Abuse of the voices of public figures for pranks, and the application of AI technology has been questioned for -overreaching-

Recently, a surge of videos mocking a well-known entrepreneur has appeared on various short video platforms. In these clips, the entrepreneur humorously critiques hot topics such as traffic jams and game regulations, even interspersing some colorful language, which has sparked extensive online discussion.

However, these mockery videos aren’t actually the entrepreneur’s own words; rather, they are AI-generated voiceovers created by users who have employed AI software to replicate the entrepreneur’s original voice. The realistic nature of these audio clips has led many to believe they are authentic.

While AI technology has brought many conveniences to our lives, it has also raised significant concerns. For instance, the AI voice synthesis technology allows anyone to produce a convincingly lifelike audio clip with just a few clicks. Yet, some videos have crossed the line into inappropriate territory, misappropriating others’ voices to create pranks or spread misinformation, leading to negative societal consequences.

Generating an AI audio clip now takes only around 20 seconds. Our investigation into social media revealed that many users are sharing tutorials on how to create such videos. Most of these clips are based on a sophisticated voice model application, where creators upload any individual’s audio segment as training material. The AI then learns to clone that voice, enabling other users to simply input text and generate audio in the same voice.

Following the instructions on this site, I created a voice model of the aforementioned entrepreneur by inputting a 100-word text. Within approximately 20 seconds, an AI audio clip that closely resembled the entrepreneur’s voice was ready. As of now, this voice model has been used nearly 800,000 times, generating over 44.5 million characters.

Notably, other public figures have experienced similar misappropriation of their voices. At the end of September, a purported drunk recording of a certain livestream platform owner circulated online, depicting the individual as dismissive towards consumers. This incident sparked significant controversy for the platform. However, police later determined that the audio was fabricated using a large AI model.

An industry insider explained that AI technology has become so adept at mimicking audio samples—considering factors like tone, speed, emotion, accent, and vocal style—that it can produce voices almost indistinguishable from the originals, both to human ears and through other verification methods.

“From the early days of obvious fakes to today’s indistinguishable forgeries, we have entered an era of deepfakes,” said Liu Xiaochun, associate professor at the University of Chinese Academy of Social Sciences and director of the Internet Rule of Law Research Center. He highlighted that unauthorized use of someone else’s voice for AI-generated products, especially for public figures, can lead to misunderstandings, infringe on personal information security, and disrupt the online ecosystem.

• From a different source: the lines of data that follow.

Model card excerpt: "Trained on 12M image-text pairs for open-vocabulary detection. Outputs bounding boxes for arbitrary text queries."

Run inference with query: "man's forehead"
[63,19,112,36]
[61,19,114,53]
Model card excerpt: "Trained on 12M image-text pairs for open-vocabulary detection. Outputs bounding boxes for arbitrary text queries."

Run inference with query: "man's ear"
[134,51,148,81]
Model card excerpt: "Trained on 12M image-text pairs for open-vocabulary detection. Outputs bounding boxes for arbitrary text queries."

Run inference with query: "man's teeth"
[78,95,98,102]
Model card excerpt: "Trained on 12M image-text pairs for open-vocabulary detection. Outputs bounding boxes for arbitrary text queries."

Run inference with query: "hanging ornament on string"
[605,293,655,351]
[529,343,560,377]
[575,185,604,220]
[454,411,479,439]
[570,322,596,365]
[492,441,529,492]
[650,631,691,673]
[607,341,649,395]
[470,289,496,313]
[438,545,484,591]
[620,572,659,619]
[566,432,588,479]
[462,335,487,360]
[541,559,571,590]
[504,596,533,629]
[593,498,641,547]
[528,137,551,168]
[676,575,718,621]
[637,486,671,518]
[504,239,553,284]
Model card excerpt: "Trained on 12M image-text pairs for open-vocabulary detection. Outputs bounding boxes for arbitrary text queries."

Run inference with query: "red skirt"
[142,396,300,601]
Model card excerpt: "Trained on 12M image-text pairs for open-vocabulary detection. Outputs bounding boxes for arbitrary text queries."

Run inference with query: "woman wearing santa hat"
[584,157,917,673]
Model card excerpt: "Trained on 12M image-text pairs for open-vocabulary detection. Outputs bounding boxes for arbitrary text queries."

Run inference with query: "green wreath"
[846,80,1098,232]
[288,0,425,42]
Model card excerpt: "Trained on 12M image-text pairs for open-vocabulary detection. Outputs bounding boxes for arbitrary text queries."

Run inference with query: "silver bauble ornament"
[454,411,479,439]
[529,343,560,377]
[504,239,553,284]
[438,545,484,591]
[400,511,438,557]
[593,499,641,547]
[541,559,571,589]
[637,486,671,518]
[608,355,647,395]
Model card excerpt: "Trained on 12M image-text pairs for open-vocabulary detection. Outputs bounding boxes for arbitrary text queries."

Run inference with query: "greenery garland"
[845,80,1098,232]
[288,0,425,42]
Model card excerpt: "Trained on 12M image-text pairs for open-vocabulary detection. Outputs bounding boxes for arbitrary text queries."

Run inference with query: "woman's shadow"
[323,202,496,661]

Many users engaging in AI audio synthesis primarily for entertainment are often unaware of the legal risks involved. In the comment section of an “AI Voiceover Tutorial” video, one learner asked, “Isn’t this infringing on rights?” The content creator replied, “Everyone’s doing it; if the platform flags it, just delete it.”

Lawyer Zhang Qingxin from Beijing Yingshan Law Firm analyzed that, similar to a person’s likeness, an individual’s voice is unique and integral to their personality rights. Creating and uploading AI audio without consent, whether for commercial gains or entertainment, infringes on those rights. If the content created is illegal or violates public morals, it could also infringe on someone’s reputation.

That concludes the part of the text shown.